Those are quite some credentials for writing a book on data-driven performance training for Triathlons.

Joe Friel, who was Vance’s trainer towards the end of Vance’s triathlon career, comments “Only three things can be measured in endurance training: frequency of workouts, duration of the workout, and intensity of the workout. Frequency is simple. All that’s required is a calendar. Measuring duration is also easy. Any clock will do. Intensity is the hard one to measure. I’ve been trying to do that accurately for about 50 years. This book reveals the current state of the art in intensity measurement in sport.”

Vance plunges right in with this observation: “Athletes get power meters, heart rate monitors, and GPS systems and look at screen after screen of data from their training, trying to figure out what it all means and where the secret information within it shows what to do next… but in the end it is all about filtering that information so it makes sense for the individual athlete. This is the purpose of this book.”

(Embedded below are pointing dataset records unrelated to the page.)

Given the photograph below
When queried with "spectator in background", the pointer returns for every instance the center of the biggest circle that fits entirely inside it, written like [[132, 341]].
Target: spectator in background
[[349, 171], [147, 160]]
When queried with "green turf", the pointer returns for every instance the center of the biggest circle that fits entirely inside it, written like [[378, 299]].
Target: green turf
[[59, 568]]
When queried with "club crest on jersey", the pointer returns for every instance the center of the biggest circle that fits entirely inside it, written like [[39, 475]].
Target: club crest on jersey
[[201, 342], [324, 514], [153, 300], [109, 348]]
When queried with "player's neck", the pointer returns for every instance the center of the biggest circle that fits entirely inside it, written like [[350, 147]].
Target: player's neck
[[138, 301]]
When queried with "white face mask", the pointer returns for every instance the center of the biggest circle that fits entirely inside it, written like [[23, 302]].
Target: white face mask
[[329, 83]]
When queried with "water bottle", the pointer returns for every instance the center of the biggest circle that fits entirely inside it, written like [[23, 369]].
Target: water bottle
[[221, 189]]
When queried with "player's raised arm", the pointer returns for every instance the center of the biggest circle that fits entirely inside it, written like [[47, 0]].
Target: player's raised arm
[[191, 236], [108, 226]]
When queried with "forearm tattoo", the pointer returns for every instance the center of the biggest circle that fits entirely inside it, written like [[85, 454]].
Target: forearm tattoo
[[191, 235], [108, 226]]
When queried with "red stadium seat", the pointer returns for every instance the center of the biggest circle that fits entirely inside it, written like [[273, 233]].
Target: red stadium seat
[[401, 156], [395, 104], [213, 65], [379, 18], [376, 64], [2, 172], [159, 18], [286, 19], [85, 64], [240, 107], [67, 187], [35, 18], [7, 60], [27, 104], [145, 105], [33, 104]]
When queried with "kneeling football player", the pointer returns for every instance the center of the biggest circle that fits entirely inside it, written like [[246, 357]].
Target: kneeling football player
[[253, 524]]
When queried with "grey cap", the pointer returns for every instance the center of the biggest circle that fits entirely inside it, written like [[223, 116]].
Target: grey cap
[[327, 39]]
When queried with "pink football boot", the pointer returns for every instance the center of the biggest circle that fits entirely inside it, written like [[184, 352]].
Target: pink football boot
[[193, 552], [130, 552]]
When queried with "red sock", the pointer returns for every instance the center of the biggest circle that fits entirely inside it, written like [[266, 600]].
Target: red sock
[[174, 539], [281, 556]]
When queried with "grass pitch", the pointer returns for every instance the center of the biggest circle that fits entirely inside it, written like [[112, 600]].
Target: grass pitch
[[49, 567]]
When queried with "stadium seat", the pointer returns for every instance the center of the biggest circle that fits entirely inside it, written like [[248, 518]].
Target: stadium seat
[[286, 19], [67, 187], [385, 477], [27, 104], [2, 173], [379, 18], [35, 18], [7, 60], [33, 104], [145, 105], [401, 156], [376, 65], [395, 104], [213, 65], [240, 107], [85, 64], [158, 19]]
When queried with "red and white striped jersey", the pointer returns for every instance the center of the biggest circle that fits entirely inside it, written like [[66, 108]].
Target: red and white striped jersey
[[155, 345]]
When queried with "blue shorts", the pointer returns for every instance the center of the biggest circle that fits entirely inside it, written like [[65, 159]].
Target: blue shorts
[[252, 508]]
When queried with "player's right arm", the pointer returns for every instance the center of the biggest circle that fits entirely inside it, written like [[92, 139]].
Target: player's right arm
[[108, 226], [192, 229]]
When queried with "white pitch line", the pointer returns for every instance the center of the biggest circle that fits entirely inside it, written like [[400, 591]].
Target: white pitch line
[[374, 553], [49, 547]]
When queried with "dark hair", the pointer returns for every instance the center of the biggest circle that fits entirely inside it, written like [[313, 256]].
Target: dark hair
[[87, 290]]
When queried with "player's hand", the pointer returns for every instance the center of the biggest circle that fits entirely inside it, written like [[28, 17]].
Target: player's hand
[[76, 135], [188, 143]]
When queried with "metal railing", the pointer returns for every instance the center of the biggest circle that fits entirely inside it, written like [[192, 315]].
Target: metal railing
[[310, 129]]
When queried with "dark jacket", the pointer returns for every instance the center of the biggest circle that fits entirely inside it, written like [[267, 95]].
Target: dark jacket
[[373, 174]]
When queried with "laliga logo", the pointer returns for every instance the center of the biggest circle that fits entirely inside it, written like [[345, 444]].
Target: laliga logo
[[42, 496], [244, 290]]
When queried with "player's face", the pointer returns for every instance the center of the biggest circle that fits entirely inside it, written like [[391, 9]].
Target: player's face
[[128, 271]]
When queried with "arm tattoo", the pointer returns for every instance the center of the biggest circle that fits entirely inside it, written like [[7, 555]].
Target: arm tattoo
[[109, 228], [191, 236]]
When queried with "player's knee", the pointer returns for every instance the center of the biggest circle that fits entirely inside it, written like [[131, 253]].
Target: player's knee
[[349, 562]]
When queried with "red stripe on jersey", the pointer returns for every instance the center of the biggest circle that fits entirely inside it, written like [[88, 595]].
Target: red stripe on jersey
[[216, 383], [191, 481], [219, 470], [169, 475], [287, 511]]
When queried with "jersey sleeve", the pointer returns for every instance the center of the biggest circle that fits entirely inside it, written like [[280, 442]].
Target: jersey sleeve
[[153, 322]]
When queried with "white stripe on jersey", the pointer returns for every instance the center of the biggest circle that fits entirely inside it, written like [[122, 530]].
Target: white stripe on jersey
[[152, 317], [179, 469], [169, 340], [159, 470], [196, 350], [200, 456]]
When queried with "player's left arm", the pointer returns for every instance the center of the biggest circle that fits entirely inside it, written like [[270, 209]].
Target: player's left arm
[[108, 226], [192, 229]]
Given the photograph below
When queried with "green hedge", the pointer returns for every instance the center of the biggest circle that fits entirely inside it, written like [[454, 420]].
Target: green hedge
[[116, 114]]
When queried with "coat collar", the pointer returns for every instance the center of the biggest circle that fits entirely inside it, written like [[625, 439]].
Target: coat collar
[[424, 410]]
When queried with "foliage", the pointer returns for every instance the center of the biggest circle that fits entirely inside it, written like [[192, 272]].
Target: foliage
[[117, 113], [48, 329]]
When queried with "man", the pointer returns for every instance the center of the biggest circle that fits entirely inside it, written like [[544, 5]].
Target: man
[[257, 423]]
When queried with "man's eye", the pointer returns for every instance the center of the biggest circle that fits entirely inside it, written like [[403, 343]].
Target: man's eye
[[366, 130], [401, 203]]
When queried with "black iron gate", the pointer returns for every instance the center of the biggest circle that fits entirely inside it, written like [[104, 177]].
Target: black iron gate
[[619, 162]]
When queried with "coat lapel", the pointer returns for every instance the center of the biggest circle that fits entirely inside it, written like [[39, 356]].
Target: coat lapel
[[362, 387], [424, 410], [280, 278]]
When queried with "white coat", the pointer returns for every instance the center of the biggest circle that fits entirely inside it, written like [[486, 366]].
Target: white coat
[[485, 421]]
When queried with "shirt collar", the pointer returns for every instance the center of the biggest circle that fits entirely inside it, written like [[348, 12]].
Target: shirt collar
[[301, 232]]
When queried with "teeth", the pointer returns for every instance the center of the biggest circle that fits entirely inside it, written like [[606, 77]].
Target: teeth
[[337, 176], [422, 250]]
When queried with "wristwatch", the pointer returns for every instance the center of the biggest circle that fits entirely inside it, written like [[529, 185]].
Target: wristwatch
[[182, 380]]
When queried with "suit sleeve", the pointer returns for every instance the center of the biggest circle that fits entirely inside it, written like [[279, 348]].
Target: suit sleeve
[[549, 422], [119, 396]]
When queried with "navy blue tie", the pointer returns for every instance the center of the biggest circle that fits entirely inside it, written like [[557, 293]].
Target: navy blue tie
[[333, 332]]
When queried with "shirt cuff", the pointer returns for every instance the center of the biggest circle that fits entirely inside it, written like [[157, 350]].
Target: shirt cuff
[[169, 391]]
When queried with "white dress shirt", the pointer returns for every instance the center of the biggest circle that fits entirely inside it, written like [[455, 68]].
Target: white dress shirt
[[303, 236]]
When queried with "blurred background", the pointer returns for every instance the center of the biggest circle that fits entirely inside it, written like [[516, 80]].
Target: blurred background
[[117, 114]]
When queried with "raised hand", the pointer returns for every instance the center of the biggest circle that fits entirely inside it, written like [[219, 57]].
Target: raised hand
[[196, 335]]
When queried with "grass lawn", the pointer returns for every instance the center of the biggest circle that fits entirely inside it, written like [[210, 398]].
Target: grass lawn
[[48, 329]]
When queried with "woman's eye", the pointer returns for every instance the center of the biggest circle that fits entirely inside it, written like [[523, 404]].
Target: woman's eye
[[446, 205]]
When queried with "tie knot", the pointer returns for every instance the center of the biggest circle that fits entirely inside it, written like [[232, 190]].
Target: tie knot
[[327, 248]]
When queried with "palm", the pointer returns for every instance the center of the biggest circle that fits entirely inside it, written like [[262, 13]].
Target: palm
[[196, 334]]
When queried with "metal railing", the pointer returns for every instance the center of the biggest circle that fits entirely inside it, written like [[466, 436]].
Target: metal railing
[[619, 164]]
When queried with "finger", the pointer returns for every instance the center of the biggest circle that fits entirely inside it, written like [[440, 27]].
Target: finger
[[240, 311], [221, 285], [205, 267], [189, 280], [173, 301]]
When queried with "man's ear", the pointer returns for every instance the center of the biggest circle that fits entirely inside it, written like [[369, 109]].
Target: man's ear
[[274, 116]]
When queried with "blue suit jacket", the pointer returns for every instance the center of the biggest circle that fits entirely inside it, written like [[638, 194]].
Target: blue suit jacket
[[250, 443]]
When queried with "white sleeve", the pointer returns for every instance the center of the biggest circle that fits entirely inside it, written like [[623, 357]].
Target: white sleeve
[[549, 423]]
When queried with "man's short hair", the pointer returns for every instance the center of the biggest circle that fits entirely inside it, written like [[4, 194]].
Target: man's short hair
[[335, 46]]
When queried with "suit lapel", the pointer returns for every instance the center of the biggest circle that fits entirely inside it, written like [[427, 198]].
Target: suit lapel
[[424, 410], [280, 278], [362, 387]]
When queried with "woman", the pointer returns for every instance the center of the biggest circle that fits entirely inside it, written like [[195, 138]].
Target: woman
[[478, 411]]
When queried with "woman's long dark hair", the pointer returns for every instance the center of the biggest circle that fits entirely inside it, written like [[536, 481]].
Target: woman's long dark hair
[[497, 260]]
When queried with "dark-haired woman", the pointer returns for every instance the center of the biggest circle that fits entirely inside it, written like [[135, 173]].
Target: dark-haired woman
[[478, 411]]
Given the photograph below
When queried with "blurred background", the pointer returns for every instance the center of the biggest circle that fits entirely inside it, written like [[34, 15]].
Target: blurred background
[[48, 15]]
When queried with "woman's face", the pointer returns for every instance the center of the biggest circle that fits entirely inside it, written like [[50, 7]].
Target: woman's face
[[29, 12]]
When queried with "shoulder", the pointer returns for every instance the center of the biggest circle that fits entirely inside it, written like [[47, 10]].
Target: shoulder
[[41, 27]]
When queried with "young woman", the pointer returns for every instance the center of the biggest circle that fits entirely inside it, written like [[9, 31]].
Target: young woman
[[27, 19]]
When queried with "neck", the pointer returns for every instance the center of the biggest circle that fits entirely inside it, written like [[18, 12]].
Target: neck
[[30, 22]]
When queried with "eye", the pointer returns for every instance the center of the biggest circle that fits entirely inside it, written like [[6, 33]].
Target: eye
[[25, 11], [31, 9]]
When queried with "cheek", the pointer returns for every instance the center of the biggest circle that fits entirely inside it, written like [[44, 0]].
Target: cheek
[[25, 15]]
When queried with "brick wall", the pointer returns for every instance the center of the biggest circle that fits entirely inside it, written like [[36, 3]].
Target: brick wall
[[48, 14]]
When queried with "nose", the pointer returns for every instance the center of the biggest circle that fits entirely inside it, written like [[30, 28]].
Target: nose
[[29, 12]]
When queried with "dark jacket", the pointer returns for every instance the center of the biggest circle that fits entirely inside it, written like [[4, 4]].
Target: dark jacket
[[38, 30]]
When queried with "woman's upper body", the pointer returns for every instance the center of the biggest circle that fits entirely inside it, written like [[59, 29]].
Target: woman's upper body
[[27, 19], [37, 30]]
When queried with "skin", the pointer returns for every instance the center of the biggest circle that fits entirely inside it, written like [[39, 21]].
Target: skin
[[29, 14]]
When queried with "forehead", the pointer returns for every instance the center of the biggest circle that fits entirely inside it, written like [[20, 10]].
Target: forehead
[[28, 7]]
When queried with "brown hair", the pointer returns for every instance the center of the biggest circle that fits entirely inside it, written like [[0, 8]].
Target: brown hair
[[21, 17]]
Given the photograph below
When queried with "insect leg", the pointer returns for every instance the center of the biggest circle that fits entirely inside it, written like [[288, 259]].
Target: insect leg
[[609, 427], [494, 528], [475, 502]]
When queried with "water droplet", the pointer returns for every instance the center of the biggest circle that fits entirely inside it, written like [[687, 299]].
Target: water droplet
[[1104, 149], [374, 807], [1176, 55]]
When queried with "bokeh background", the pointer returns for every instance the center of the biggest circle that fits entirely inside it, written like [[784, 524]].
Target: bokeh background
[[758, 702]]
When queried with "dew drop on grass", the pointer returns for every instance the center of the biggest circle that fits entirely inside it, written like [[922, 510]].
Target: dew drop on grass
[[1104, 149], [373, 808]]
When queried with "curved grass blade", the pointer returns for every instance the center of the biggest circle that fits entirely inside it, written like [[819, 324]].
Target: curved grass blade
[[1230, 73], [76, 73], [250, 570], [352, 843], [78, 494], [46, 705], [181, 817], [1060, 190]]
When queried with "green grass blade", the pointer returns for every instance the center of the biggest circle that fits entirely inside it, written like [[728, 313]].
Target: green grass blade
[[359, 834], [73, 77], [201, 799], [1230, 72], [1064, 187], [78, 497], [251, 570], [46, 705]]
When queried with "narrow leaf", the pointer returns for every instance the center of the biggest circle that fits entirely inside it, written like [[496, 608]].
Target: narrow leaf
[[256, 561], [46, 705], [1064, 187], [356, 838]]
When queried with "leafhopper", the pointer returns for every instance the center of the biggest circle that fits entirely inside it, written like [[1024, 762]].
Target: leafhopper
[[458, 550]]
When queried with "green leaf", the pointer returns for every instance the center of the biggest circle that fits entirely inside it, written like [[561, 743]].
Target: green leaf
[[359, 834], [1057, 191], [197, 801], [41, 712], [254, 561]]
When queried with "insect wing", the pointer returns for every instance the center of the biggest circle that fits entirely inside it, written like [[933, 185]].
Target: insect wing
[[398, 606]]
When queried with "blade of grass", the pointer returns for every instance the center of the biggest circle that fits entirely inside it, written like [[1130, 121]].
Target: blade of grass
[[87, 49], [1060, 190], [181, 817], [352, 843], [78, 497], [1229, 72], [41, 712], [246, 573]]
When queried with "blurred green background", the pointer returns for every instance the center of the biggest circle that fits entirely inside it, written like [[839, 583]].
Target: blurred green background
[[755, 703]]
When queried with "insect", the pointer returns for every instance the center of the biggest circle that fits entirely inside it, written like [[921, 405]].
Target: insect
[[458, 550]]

On the first reading, I found the glossary at the back of the book to be one of the most useful sections: Vance has such a wealth of understanding of key metrics, all of which seem to have their 1, 2, or 3 letter acronym that I had difficulty in remembering what they were! But the author is skilled in presenting some technical data and how to use it in such a way that it soon becomes understandable. As mentioned in the previous paragraph about people getting heart rate monitors, he surprised me first by almost suggesting that HR is useless, but qualifies that by stating that it needs an output metric to give it context. For this, he takes NP or “normalized power” and divides it by average heart rate, to get watts per beat, which he calls EF or Efficiency Factor. As aerobic fitness improves, the EF value should improve, either because the NP goes up for a given HR, or if NP stays the same, the HR to maintain that effort goes down.

Once that metric is tracked, Vance looks at “decoupling”. In long course triathlon, aerobic endurance is critical. Measuring power output compared with HR as well as how much HR drifts or rises over time at a constant aerobic output intensity indicates how aerobically fit or “economical” an athlete is. If the two lines plotting power output and heart rate are parallel they are said to be “coupled”; if however, the power graph remains horizontal while the heart rate plot is climbing, they are “decoupled” and the percentage drift gives clues to the extent of a lack of aerobic fitness.

Apart from explaining how to make use of and understand data, Vance also provides tips on planning training with the following steps
1) Set goals
2) Determine speed, endurance & technique weaknesses
3) Examine metrics for weaknesses

Vance observes that many triathletes train according to peer pressure, joining in with whatever their buddies are going to do, and they also do the same group workouts day after day, week after week and so on.

“It seems ridiculous to think that you could do the same training over and over and expect to always improve, but many athletes think just that.”

Periodization is Vance’s answer, with a plan to change the training stress over the course of a season. Periodization is broken down into its distinct phases of preparation, base (which Friel further splits into 3 parts), build, peak (or taper) at the most important time, and transition.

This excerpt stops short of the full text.